Saturday 20 June 2020

Big Star (1978) Femme Fatale - LOST70sGEMS


The third and final Big Star album of the 70s was called Third/Sister Lovers (1978) and has become something of a cult album with resounding reviews from the elitist critics but let's examine further. So here we go; we kick off with the depraved lyrics of Kizza Me with it's haywire guitars and tonking boogie woogie piano keys, swiftly followed by Thank You Friends where Alex Chilton's new Dylan styled detract from an elegant power pop number. Big Black Car carries a reverb washed bleakness in it's Marc Bolan style of lascivious phrasing and down in the doldrums beat, lyrics involving stars, droning acoustics and typically wilting melody; whilst it's use of a car as a tool of escape and safety reminds me lyrically of Gary Numan's Cars that would be released the following year. Jesus Christ is easily a latter day Byrds song with that Tom Petty/ Bruce Springsteen style of saxophone and 'call to the people' aura.


 O Dana carries a groovy chorus and a Rolling Stones' type of songwriting with blues guitar and pounding piano keys boogieing along, while Holocaust scarcely sounds like its from the same record as O Dana. Holocaust starts with a cello brooding away alongside ambient guitar cries, gospel piano playing and plucked double bass. Kanga Roo follows on in unique style with a 12 string guitar clucking away to a volcanic electric guitar surging in and out all over the mix like Robert Fripp's work on David Bowie's Heroes. The guitar is so distorted it feedbacks and clicks and even takes on an otherworldly twang like Jimmy Page's violin bowed guitar work in Led Zeppelin epic, How Many More Times. A mellotron adds another smooth layer of ghostly white noise while a cowbell plumbs away and that decaying lead guitar screeches like a controlled bolt of static; oh and Alex Chilton is fantastic again slowly chipping away at your soul and effortlessly melding with each and every tune.


Stroke it Noel is a blessing in it's simple catchy verse underscored by strings upclose and a simple question; Do You Want to Dance. For You is a personal favourite for Jody Stephens' polished English tinged Baritone that sounds transcendent, You Can't Have Me carries a funky synth bass and a Keith Richards swagger, while Nightime is ethereal mix of flurrying strings, big timpani drums, hyper-spatial guitar reverb, simmering beauty, an Van Gogh lyricism. Blue Moon is not a cover of the famous 50s doo wop standard but a finger-picked ballad in the mood of Neil Young's After the Gold Rush, Take Care is a violin and accordion led folk dance but is quite forgettable at this stage of the album as it follows mostly the same pace and mood as probably about half of the tracks but with less memorable a chord progression. Nature Boy is a very slow piano piece with a Colin Blunstone and the Zombies sound but is too agonising and boring not to mention overwrought and too live as Chilton even sniggers at one point as "Bill's crutch fell against the drum" as we learn from the chatter at the end; hell it's a brilliant insight into the studio! 
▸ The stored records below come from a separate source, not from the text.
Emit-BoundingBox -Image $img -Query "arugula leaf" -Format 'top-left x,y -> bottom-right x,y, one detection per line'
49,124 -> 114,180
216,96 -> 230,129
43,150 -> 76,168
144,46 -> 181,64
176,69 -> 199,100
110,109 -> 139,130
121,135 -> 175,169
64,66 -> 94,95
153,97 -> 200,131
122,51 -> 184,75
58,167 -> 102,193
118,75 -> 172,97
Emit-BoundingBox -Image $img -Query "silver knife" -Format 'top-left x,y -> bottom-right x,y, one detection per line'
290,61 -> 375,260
Till the End of the Day is a bland retread of the Kinks All Night and All of the Day, Dream Lover feels like a stronger song that it sounds here as a delivered as a slow moody piece, but the backing vocal harmonies in the background are the most honeyed since thier most popular song, Thirteen. It All ends on the bizarre steel drum Nillsson inspired romp as we get that very Harry Nillsson style of bawdy offbeat vaudeville rhythms and megaphone filtered distant vocals. They make many styles on this double album, sadly none of them their own and so it would've never changed their standing in the busy record buying marketplace of 78 as nothing more than a cult band with the singer from the Box Tops; sad but you know its also true!

Femme Fatale is possibly the best written with an astounding vocal melody and hollow female echoes giving this a lot of commercial possibility and stood out immediately on a packed double bill offering.